In fact, in 2020, workers’ real earnings shrunk by 1.5 per cent, meaning their ability to buy goods and services they had afforded in the previous year was weakened. This means the rise in the prices of goods and services such as electricity, fuel, cooking fat, cooking gas, rent, water, charcoal, flour, rice, beef, cabbage, sukuma wiki and sugar has given workers a pay cut.

Heaviest hit

Workers in accommodation and food service activities such as hotels took the heaviest hit in 2020 with their real wages dropping by 9.7 per cent despite all the State interventions such as temporarily lowering Value Added Tax (VAT) and pay as you earn (PAYE). If prices are growing faster than wages, then people are getting inflation-adjusted pay cuts, making their lives difficult.

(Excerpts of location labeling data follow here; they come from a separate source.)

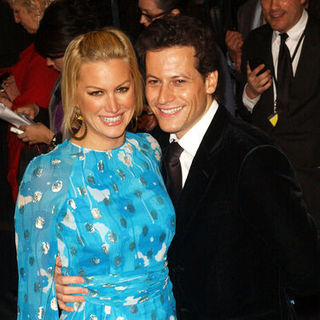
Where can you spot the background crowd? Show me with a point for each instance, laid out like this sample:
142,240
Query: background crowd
33,45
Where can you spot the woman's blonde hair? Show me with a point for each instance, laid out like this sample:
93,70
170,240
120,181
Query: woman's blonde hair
102,45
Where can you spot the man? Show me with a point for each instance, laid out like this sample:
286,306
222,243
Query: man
241,246
151,10
287,107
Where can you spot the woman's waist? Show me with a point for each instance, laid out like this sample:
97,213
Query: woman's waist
129,287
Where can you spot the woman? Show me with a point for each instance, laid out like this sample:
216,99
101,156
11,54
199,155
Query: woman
97,200
30,82
62,21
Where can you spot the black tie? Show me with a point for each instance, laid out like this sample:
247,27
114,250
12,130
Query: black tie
173,169
284,74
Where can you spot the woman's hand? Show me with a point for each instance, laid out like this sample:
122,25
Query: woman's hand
30,110
36,133
66,293
11,88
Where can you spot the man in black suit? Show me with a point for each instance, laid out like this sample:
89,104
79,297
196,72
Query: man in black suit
243,245
294,125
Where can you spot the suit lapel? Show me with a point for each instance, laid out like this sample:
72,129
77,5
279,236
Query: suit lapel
202,171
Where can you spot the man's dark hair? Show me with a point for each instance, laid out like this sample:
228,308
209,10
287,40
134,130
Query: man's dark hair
180,31
62,21
167,5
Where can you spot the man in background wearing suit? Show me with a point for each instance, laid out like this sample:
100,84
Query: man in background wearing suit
284,100
288,108
243,243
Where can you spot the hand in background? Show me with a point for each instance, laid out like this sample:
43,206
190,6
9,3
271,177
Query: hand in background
36,133
66,293
5,100
11,88
30,110
234,42
257,83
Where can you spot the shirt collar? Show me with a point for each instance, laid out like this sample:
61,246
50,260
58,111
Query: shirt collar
296,31
191,139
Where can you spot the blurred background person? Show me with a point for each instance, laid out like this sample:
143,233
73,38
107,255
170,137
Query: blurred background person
63,20
113,220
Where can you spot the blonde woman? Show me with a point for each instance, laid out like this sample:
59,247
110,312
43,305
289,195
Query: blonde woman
98,200
30,83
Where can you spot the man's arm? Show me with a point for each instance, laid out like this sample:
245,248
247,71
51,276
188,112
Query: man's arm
66,293
255,86
271,201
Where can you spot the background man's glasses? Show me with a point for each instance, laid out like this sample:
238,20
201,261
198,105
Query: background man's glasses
151,18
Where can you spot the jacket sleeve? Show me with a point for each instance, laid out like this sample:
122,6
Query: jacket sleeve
271,201
36,242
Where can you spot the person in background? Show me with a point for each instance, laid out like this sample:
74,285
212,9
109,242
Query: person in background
282,95
30,83
98,200
62,21
244,244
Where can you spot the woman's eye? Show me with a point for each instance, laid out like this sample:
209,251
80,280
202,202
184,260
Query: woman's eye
95,93
123,89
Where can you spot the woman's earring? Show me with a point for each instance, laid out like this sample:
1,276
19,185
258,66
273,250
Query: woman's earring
79,123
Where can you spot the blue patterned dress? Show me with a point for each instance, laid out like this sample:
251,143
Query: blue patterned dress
109,218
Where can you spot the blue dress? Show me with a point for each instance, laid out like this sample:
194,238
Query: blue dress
109,217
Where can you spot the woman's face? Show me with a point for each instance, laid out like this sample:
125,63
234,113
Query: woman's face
105,97
55,62
28,20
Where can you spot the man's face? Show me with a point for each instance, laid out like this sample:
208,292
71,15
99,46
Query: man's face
176,92
282,15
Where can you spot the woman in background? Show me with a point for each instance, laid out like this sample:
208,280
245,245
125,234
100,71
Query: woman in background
97,200
62,21
30,81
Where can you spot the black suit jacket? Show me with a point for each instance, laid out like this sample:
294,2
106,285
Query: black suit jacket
245,16
298,129
243,241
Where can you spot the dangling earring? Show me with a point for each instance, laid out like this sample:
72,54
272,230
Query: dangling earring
78,123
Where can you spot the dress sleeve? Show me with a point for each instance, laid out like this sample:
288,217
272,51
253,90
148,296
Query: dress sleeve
36,242
155,147
37,82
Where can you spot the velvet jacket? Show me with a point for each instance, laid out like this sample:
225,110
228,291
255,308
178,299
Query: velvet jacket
298,129
244,245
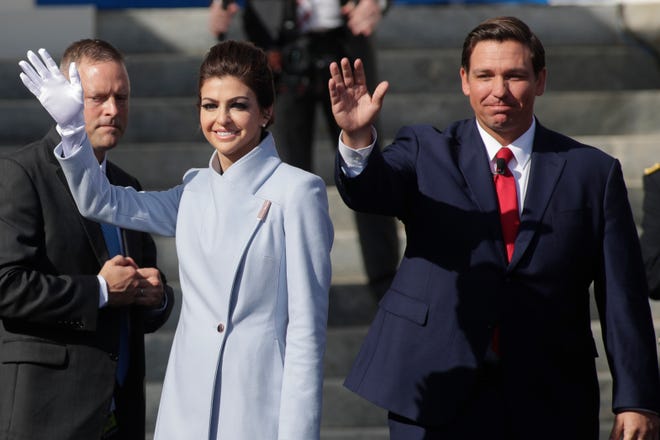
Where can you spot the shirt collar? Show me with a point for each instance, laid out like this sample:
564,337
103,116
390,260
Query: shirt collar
521,147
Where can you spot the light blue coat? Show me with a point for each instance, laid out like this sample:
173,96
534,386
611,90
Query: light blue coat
254,264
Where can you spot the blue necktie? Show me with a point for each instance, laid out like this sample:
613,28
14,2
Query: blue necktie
111,236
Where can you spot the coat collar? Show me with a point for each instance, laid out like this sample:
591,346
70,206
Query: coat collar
547,165
251,171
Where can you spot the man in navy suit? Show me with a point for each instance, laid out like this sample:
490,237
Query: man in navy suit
485,333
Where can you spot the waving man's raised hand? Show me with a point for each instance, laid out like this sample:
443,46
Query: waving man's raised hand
62,98
352,106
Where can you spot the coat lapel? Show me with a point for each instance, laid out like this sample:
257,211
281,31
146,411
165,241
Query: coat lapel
237,188
547,166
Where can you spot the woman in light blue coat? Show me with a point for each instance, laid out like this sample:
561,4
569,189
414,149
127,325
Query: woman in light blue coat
253,238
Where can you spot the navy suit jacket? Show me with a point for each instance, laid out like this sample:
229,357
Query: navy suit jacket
428,340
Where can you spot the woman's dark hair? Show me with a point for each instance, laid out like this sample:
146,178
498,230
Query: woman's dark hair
242,60
504,29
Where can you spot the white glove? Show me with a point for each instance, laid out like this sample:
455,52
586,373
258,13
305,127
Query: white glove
61,98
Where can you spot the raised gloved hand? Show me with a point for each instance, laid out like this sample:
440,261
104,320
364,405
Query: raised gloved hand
61,98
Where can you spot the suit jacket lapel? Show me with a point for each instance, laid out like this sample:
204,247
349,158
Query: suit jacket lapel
473,163
547,165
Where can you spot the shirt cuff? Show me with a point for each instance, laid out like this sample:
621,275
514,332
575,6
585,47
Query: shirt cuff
353,161
103,291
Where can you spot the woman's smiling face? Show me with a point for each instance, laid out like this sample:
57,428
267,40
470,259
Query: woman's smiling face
231,118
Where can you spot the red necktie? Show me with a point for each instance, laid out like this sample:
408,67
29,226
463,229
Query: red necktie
505,185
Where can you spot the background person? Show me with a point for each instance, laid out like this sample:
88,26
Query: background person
73,314
253,237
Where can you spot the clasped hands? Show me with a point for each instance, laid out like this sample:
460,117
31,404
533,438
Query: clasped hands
129,284
62,98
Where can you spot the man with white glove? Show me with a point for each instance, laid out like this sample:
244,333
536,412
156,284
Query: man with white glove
76,297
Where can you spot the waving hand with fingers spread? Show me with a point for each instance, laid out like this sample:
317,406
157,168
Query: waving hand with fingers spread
62,98
352,106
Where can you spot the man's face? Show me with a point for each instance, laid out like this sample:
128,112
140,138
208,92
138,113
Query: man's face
106,90
502,87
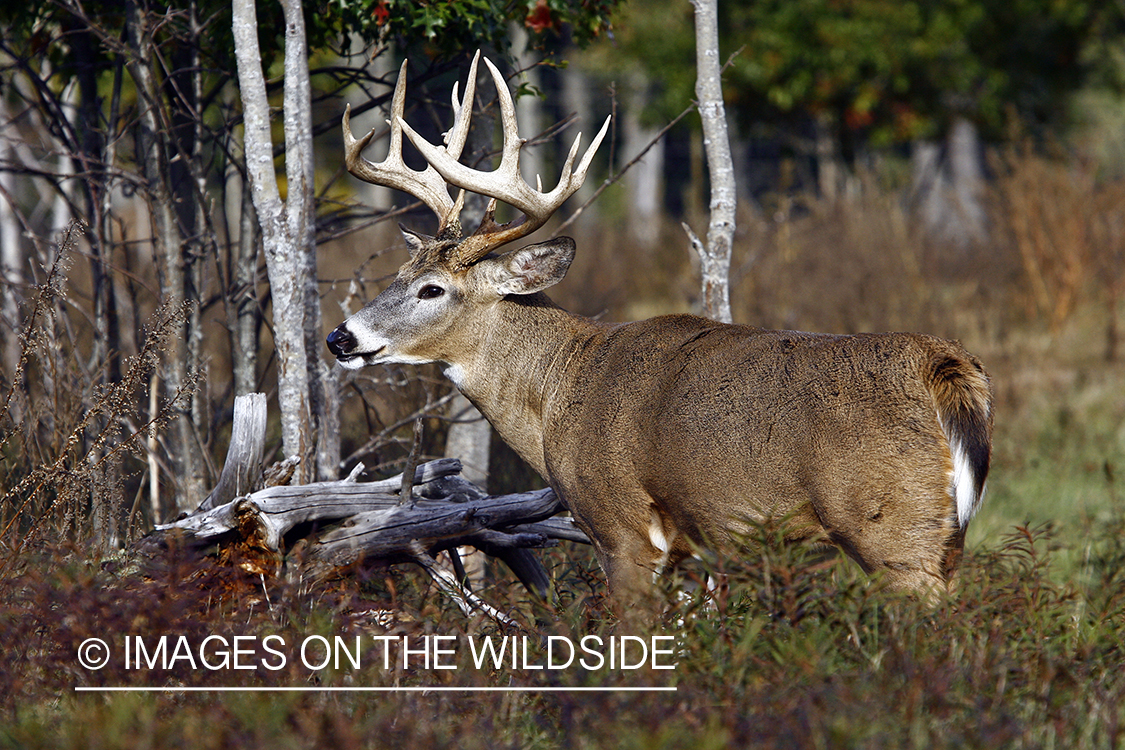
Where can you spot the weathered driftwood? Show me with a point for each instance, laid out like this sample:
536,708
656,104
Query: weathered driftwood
242,472
321,530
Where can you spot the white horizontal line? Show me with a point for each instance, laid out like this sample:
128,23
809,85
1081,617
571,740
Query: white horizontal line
437,688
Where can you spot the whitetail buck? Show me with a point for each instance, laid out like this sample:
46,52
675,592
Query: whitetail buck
677,431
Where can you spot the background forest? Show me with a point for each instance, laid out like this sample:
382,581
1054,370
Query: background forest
955,166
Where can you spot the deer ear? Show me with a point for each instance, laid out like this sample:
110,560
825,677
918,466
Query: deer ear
414,241
531,269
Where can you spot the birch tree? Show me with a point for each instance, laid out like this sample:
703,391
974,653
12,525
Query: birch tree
287,227
714,256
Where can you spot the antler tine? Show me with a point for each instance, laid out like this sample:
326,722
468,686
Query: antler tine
462,113
505,182
428,186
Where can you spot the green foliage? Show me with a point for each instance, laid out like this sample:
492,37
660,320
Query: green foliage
892,71
794,650
449,28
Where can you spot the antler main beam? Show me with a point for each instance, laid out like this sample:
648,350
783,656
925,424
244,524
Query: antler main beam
504,183
428,186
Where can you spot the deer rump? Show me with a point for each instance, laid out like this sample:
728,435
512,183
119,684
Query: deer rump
680,430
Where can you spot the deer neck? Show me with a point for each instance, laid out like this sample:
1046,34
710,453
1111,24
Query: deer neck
518,364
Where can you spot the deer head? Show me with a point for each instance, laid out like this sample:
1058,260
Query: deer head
440,295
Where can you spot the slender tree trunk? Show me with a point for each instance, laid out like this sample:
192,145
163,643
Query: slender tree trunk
168,246
244,295
646,179
288,235
716,256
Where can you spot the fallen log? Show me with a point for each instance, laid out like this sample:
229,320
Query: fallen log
322,530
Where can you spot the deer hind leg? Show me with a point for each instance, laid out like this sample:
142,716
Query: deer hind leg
633,552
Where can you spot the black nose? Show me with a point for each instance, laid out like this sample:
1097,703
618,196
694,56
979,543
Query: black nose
341,342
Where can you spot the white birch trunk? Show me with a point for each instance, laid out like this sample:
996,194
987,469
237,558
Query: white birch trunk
714,259
287,231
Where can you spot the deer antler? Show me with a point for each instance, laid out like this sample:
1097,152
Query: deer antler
504,183
428,186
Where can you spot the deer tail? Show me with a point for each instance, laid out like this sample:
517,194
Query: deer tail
963,396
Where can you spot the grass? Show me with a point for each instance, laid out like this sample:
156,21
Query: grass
794,650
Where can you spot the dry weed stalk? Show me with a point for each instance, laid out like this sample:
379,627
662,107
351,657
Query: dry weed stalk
63,434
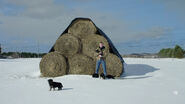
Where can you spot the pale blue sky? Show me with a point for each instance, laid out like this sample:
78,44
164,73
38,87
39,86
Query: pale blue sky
134,26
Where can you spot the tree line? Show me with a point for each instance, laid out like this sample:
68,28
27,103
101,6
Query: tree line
176,52
22,54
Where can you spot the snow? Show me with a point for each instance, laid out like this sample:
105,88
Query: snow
146,81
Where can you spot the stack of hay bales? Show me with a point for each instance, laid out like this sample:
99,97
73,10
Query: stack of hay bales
74,52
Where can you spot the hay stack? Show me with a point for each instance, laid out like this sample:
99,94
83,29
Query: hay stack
91,43
68,45
53,64
81,64
75,52
82,28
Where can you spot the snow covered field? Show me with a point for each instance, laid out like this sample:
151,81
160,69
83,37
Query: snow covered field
146,81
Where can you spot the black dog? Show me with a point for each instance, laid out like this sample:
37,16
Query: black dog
54,85
95,75
107,76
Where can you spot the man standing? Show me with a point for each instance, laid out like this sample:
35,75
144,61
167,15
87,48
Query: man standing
100,60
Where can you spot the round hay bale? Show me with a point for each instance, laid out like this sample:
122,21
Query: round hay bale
81,64
91,43
114,65
67,44
82,28
53,64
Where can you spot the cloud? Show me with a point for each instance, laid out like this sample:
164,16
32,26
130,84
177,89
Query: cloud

The State had in 2018 reviewed minimum pay by five per cent compared with 18 per cent in 2017.

There was no review in 2016 after the 12 per cent review in 2015. The late President Mwai Kibaki’s administration had delivered a 13 per cent review in 2012 and 14 per cent in 2013, followed by a freeze in 2014.

The Central Organisation of Trade Unions (Cotu) had asked for a 23 per cent hike but the Federation of Kenyan Employers earlier warned of the potential negative impact on job creation and inflation as firms battle to turn the corner on the pandemic.

The rise in minimum wage will also see the pay of workers such as stone cutters turn boys, waiters and junior clerks rise from a range of Sh11,603 and Sh15,384 to Sh12,996 and Sh17,230, respectively.

A telephone operator, receptionist and storekeeper in Nairobi, Mombasa and Kisumu will see their minimum pay rise from Sh20,905 to Sh23,417.

But it may be bad news for tailors and drivers of medium-sized vehicles in Nairobi, Mombasa and Kisumu since their minimum pay will rise from Sh23,039 to Sh25,805, ushering them into the hands of PAYE.

Kenya Revenue Authority taxes 10 per cent of income up to Sh24,000 but gives a relief of Sh2,400 meaning those earning Sh24,000 do not pay PAYE. So an increment that sends their money above Sh24,000 simply puts their additional money to the next tax band of 25 per cent. A similar fate will face grade II artisans in the three cities as their minimum pay rises from Sh23,040 to Sh25,805.

Generally, the minimum wage rise offers potential benefits including boosting the income of lower-earning households, thereby supporting consumer demand provided employment growth remains in positive territory.

But the minimum wage hike, although not affecting all workers, risks another year of sluggish job creation especially since employers had warned that firms are still grappling with the Covid-19 disruptions.